Having a chromosome imbalance can mean that you struggle to get pregnant or suffer from recurrent miscarriages. A karyo-screening test from a blood sample will detect if you have any issues with your chromosomes and if this is the reason for your fertility problems. If you are found to have an issue, you may be referred for IVF where addition screening on your embryos can be performed to help you have a healthy baby.
Preimplantation genetic testing (PGT) is a way of testing your embryos genetics before you even get pregnant. To be able to do this, you will need to go through IVF treatment and have embryos created outside of your body. Your embryos are then grown in the laboratory until they reach an appropriate stage of development and are ready for genetic testing, this is known as the blastocyst stage.
Once at this stage, a small biopsy of cells can be taken from the embryo for genetic screening, and the embryo will be frozen and stored while we wait for the results. This process is pretty invasive and comes with a risk of damaging the embryos, but as the techniques have improved over time, the risks have decreased.
It is important to note that only genetically normal embryos can be transferred. Whilst this doesn’t guarantee that you will get pregnant, it will avoid you having a baby affected with the genetic condition which has been screened for.
PGT-M stands for preimplantation genetic testing for monogenic disorders, or otherwise a test to look for those recessive or dominant genetic disorders in your embryos! This kind of testing is used if you know that you have a high chance of passing on a genetic condition and it will only look for the specific condition that you carry.
Some genetic conditions can have a late onset display of symptoms, and so although you know the condition runs in your family, you may not know whether you carry the condition yourself. Some people do not want to know if they carry the disease, particularly if there is no cure, so do not want to get a carrier screening test. In this case, your embryos can be tested directly without you having to know whether you have the disease yourself.
The other type of testing that can be done on your embryos is preimplantation genetic testing for aneuploidies (PGT-A), which means looking for chromosomal abnormalities. This type of genetic screening may be recommended for older women who have poorer quality eggs, or women who have suffered a lot of miscarriages. There is some controversy about performing this type of genetic testing. Embryos have to go through an invasive procedure to get results and there is limited research into whether it actually improves IVF success rates (Harper et al., 2017). Current opinion finds that it can’t help you have a baby but may reduce your chance of having a miscarriage, so think carefully if this is the right test for you!
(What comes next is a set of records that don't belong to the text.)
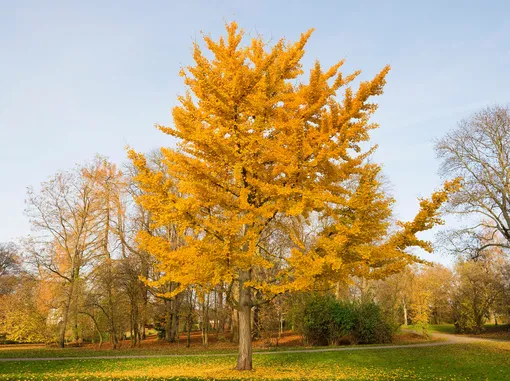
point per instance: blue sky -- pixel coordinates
(79, 78)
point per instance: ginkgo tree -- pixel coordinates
(258, 150)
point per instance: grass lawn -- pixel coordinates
(486, 361)
(441, 328)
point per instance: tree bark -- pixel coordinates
(244, 359)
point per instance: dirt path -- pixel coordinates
(448, 340)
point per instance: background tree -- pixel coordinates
(9, 267)
(64, 219)
(257, 148)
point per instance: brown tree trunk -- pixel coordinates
(244, 359)
(168, 320)
(174, 329)
(404, 305)
(67, 307)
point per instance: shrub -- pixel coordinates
(326, 321)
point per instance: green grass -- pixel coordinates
(487, 361)
(441, 328)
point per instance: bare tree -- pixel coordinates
(479, 152)
(9, 267)
(64, 220)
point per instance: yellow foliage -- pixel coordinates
(259, 148)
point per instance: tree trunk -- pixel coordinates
(67, 306)
(234, 326)
(404, 305)
(244, 359)
(174, 329)
(168, 320)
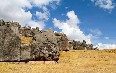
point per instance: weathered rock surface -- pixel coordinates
(25, 43)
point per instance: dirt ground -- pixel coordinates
(70, 62)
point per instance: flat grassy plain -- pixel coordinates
(75, 61)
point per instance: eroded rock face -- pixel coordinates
(25, 43)
(9, 43)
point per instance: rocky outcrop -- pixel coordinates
(25, 43)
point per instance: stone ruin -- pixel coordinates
(31, 44)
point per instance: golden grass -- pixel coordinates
(70, 62)
(26, 40)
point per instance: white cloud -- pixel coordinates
(15, 10)
(105, 4)
(43, 16)
(34, 24)
(71, 29)
(102, 46)
(41, 3)
(106, 38)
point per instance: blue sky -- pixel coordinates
(91, 20)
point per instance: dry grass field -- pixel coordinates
(70, 62)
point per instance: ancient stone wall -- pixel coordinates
(25, 43)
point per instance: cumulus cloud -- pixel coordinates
(15, 10)
(43, 16)
(71, 29)
(102, 46)
(107, 38)
(105, 4)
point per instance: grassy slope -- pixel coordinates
(70, 62)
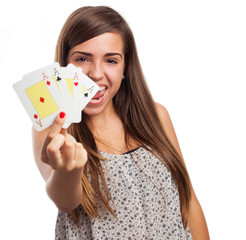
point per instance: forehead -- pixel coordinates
(104, 43)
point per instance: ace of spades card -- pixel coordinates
(40, 98)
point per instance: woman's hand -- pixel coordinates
(61, 160)
(61, 151)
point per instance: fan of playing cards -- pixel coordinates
(52, 89)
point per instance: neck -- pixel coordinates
(104, 118)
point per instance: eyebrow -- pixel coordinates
(91, 55)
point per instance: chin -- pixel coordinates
(90, 111)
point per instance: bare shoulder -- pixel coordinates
(168, 126)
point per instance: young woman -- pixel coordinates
(119, 173)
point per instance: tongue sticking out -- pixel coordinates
(99, 94)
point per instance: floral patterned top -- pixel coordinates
(144, 197)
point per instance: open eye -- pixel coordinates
(112, 61)
(81, 59)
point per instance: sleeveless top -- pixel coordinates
(144, 197)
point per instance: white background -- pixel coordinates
(193, 54)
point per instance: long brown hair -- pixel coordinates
(133, 104)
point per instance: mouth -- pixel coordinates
(98, 98)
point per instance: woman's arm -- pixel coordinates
(60, 160)
(196, 220)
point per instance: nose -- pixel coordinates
(96, 71)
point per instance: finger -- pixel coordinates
(53, 151)
(68, 155)
(55, 129)
(70, 138)
(80, 155)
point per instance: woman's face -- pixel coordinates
(101, 59)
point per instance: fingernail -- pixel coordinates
(62, 115)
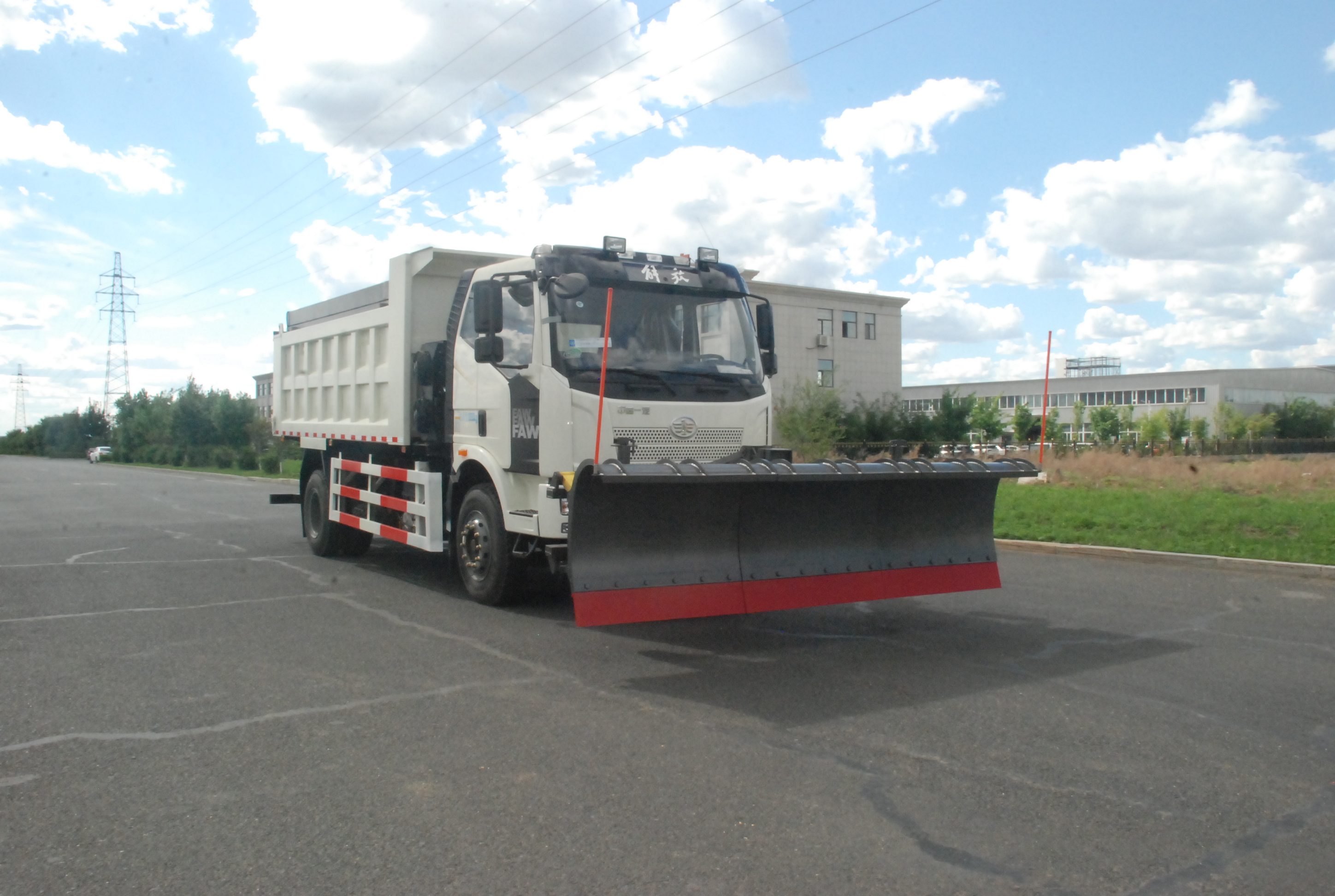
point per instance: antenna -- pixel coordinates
(20, 413)
(118, 362)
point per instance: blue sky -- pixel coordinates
(1149, 181)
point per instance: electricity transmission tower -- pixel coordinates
(20, 413)
(118, 360)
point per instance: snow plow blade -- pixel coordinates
(679, 540)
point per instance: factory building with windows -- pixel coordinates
(1198, 392)
(848, 342)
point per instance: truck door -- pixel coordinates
(508, 392)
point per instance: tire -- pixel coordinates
(482, 551)
(322, 535)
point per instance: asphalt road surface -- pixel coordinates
(193, 703)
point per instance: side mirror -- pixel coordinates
(488, 312)
(489, 350)
(765, 326)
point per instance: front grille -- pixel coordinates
(659, 444)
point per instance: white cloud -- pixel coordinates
(903, 123)
(1229, 234)
(799, 221)
(950, 317)
(136, 170)
(322, 75)
(952, 200)
(1107, 324)
(31, 24)
(1245, 106)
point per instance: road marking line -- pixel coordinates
(136, 563)
(158, 609)
(18, 779)
(90, 553)
(254, 720)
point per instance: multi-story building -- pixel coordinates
(844, 341)
(265, 395)
(1199, 392)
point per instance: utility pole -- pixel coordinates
(20, 412)
(118, 360)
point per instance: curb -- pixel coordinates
(227, 477)
(1239, 564)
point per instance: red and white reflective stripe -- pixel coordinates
(382, 500)
(401, 536)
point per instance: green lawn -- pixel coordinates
(1298, 526)
(291, 469)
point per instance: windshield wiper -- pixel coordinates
(647, 374)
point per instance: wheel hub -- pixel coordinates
(476, 547)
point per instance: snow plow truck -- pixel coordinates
(607, 413)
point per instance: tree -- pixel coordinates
(952, 421)
(808, 420)
(1199, 430)
(986, 419)
(1078, 421)
(1154, 428)
(1024, 424)
(1106, 424)
(1128, 419)
(1302, 419)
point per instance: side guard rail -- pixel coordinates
(424, 516)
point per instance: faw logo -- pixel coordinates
(524, 424)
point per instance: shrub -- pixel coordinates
(808, 421)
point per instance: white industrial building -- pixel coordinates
(1199, 392)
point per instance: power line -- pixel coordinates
(118, 360)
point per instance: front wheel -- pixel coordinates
(482, 549)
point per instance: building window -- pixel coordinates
(826, 322)
(850, 330)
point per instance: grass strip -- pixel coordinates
(1295, 528)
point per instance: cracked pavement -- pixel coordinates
(194, 703)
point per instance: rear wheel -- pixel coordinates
(322, 535)
(482, 551)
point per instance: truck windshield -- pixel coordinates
(665, 336)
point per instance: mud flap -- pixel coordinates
(665, 541)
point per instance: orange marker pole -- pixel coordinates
(1043, 430)
(603, 380)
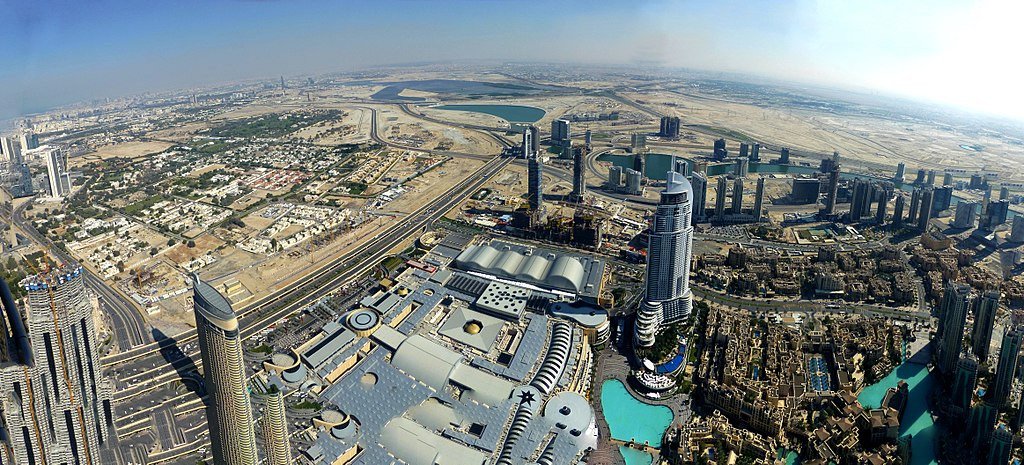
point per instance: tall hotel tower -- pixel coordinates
(229, 412)
(668, 295)
(56, 405)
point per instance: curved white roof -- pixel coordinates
(565, 272)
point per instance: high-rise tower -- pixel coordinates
(1006, 371)
(984, 319)
(964, 382)
(229, 412)
(699, 183)
(579, 173)
(668, 296)
(720, 199)
(759, 198)
(56, 405)
(737, 196)
(56, 171)
(274, 428)
(955, 302)
(535, 182)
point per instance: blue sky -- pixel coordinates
(937, 50)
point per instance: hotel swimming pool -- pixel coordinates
(630, 419)
(817, 374)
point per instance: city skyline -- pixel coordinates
(66, 53)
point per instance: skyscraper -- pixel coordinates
(579, 173)
(1001, 447)
(634, 182)
(955, 302)
(720, 199)
(914, 206)
(720, 153)
(737, 196)
(56, 407)
(981, 424)
(833, 191)
(535, 182)
(898, 209)
(860, 201)
(29, 140)
(668, 297)
(699, 184)
(535, 139)
(560, 134)
(995, 214)
(1006, 371)
(614, 177)
(922, 174)
(759, 198)
(527, 142)
(274, 428)
(229, 412)
(1017, 230)
(742, 167)
(638, 141)
(56, 173)
(927, 198)
(985, 307)
(965, 214)
(10, 151)
(964, 382)
(942, 199)
(670, 127)
(880, 213)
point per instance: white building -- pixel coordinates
(56, 173)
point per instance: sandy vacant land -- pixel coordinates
(433, 183)
(875, 142)
(396, 126)
(124, 150)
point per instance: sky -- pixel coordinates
(964, 53)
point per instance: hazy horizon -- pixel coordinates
(65, 52)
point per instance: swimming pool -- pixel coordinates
(916, 419)
(630, 419)
(634, 457)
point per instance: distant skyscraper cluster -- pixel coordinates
(670, 127)
(56, 404)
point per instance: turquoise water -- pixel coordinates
(916, 420)
(634, 457)
(791, 456)
(510, 113)
(630, 419)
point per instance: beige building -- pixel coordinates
(229, 413)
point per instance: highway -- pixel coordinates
(266, 310)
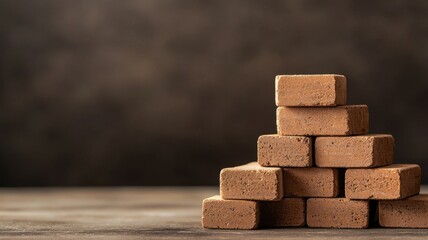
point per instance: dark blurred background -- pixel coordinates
(169, 92)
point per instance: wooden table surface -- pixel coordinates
(140, 213)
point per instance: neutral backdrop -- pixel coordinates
(108, 92)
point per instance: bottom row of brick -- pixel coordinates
(315, 212)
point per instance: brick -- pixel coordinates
(354, 151)
(311, 182)
(395, 181)
(288, 212)
(323, 121)
(310, 90)
(251, 182)
(411, 212)
(337, 213)
(230, 214)
(284, 151)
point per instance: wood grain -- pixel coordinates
(139, 213)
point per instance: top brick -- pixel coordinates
(310, 90)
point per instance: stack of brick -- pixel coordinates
(322, 168)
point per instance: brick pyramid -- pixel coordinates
(322, 168)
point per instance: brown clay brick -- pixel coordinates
(251, 182)
(337, 213)
(288, 212)
(323, 121)
(395, 181)
(411, 212)
(284, 151)
(354, 151)
(311, 182)
(310, 90)
(230, 214)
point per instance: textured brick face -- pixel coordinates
(251, 182)
(337, 213)
(288, 212)
(354, 151)
(395, 181)
(407, 213)
(325, 121)
(310, 90)
(311, 182)
(230, 214)
(284, 151)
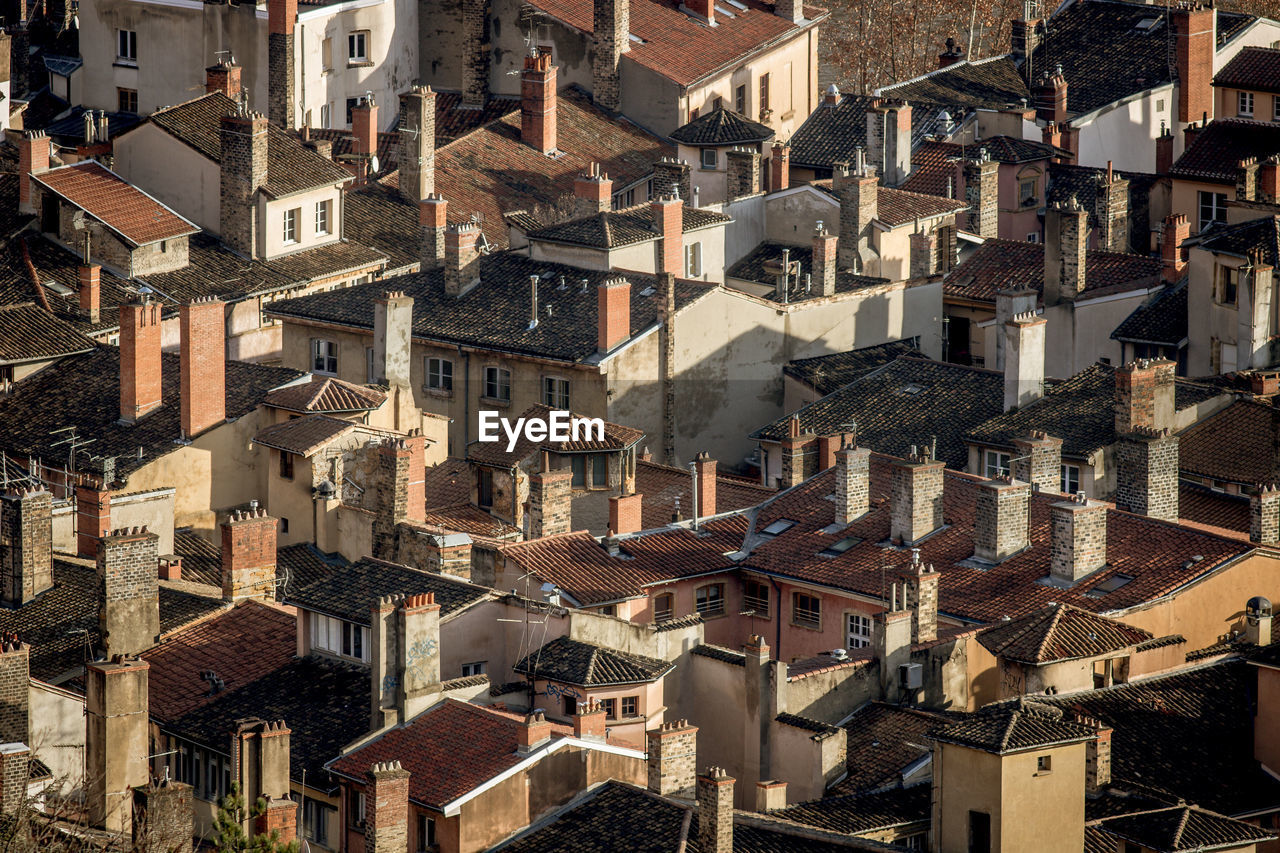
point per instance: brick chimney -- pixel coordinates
(672, 758)
(32, 159)
(1038, 460)
(612, 28)
(461, 258)
(393, 329)
(223, 77)
(433, 218)
(242, 141)
(1024, 359)
(416, 162)
(593, 192)
(716, 811)
(917, 497)
(1178, 231)
(282, 17)
(1066, 235)
(1078, 538)
(780, 167)
(91, 291)
(26, 544)
(1193, 49)
(248, 555)
(387, 808)
(668, 220)
(1147, 473)
(612, 313)
(1000, 519)
(115, 740)
(202, 365)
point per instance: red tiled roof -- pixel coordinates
(241, 646)
(118, 204)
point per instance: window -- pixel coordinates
(858, 630)
(497, 383)
(1070, 479)
(997, 464)
(755, 596)
(439, 374)
(1212, 208)
(291, 226)
(709, 601)
(556, 392)
(127, 45)
(323, 209)
(807, 611)
(324, 356)
(357, 46)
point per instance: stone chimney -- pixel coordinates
(668, 220)
(32, 159)
(1176, 232)
(387, 808)
(140, 360)
(1038, 460)
(248, 556)
(915, 501)
(1024, 360)
(613, 314)
(128, 570)
(1079, 538)
(716, 811)
(1066, 233)
(26, 544)
(202, 365)
(461, 258)
(393, 329)
(1194, 40)
(91, 291)
(1000, 519)
(433, 219)
(593, 192)
(223, 76)
(982, 194)
(538, 104)
(672, 758)
(612, 28)
(115, 740)
(780, 167)
(242, 141)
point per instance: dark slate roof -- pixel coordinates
(62, 626)
(85, 392)
(586, 665)
(1184, 829)
(351, 592)
(502, 297)
(904, 402)
(1059, 633)
(836, 370)
(722, 127)
(1078, 410)
(1161, 319)
(1253, 68)
(1217, 149)
(626, 227)
(1022, 726)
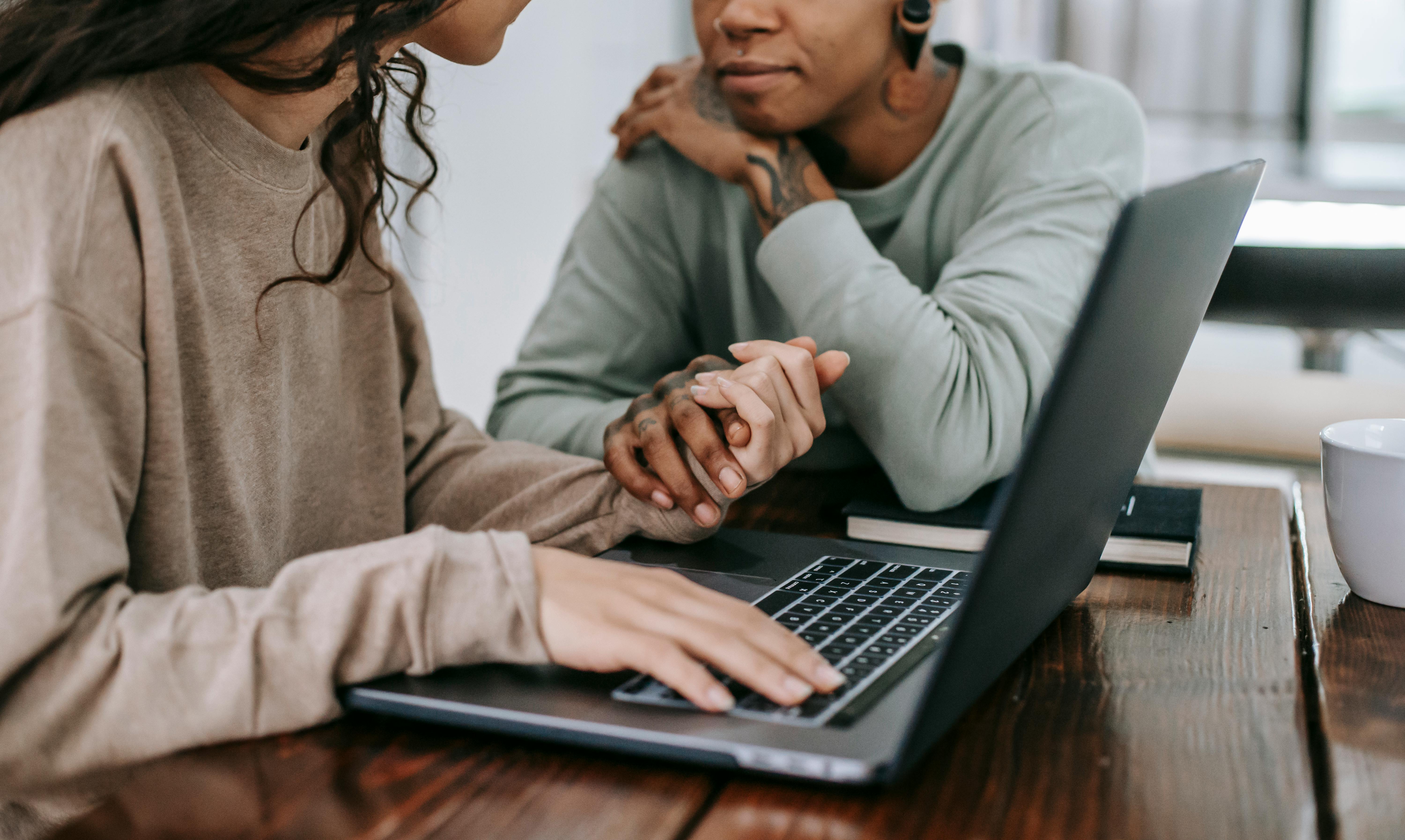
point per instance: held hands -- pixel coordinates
(601, 616)
(768, 408)
(684, 106)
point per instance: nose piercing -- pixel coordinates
(717, 25)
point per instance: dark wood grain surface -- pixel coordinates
(1151, 708)
(1359, 651)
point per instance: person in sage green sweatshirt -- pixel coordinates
(939, 224)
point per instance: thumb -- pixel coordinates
(830, 367)
(806, 342)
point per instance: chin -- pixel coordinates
(771, 123)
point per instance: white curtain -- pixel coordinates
(1231, 61)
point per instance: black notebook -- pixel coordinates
(1157, 532)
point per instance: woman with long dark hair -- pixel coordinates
(227, 484)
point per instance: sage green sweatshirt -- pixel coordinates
(953, 287)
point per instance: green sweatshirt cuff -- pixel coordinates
(816, 248)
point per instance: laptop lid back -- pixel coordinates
(1056, 513)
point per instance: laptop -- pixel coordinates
(920, 633)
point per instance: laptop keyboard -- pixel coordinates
(862, 616)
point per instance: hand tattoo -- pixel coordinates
(789, 192)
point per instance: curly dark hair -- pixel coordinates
(50, 48)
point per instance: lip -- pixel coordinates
(750, 77)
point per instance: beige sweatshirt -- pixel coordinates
(206, 527)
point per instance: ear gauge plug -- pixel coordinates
(914, 25)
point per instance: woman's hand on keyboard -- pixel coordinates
(602, 616)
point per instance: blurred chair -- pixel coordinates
(1269, 416)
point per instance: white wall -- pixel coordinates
(521, 143)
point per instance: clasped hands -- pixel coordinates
(602, 616)
(741, 423)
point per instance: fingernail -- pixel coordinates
(730, 480)
(828, 676)
(721, 699)
(797, 689)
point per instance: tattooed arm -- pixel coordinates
(682, 105)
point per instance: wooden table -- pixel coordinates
(1151, 708)
(1355, 693)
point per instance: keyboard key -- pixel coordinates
(865, 569)
(758, 703)
(816, 704)
(856, 672)
(862, 600)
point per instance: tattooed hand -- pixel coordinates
(684, 106)
(775, 425)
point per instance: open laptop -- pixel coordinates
(920, 633)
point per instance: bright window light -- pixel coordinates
(1320, 224)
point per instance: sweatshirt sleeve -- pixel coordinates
(616, 318)
(96, 675)
(943, 384)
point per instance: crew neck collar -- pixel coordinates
(886, 203)
(233, 138)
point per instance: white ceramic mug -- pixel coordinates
(1364, 474)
Harper, J., Jackson, E., Sermon, K., Aitken, R.J., Harbottle, S., Mocanu, E., Hardarson, T., Mathur, R., Viville, S., Vail, A. and Lundin, K., 2017. Adjuncts in the IVF laboratory: where is the evidence for ‘add-on’interventions?. Human Reproduction, 32(3), 485-491.
Palomaki, G. E., FitzSimmons, S. C. and Haddow, J. E. (2004). Clinical sensitivity of prenatal screening for cystic fibrosis via CFTR carrier testing in a United States panethnic population. Genetics in Medicine. 6 (5), 405-14.
Koumbaris, G., Achilleos, A., Nicolaou, M., Loizides, C., Tsangaras, K., Kypri, E., Mina, P., Sismani, C., Velissariou, V., Christopoulou, G. and Constantoulakis, P., 2019. Targeted capture enrichment followed by NGS: development and validation of a single comprehensive NIPT for chromosomal aneuploidies, microdeletion syndromes and monogenic diseases. Molecular cytogenetics, 12(1), p.48.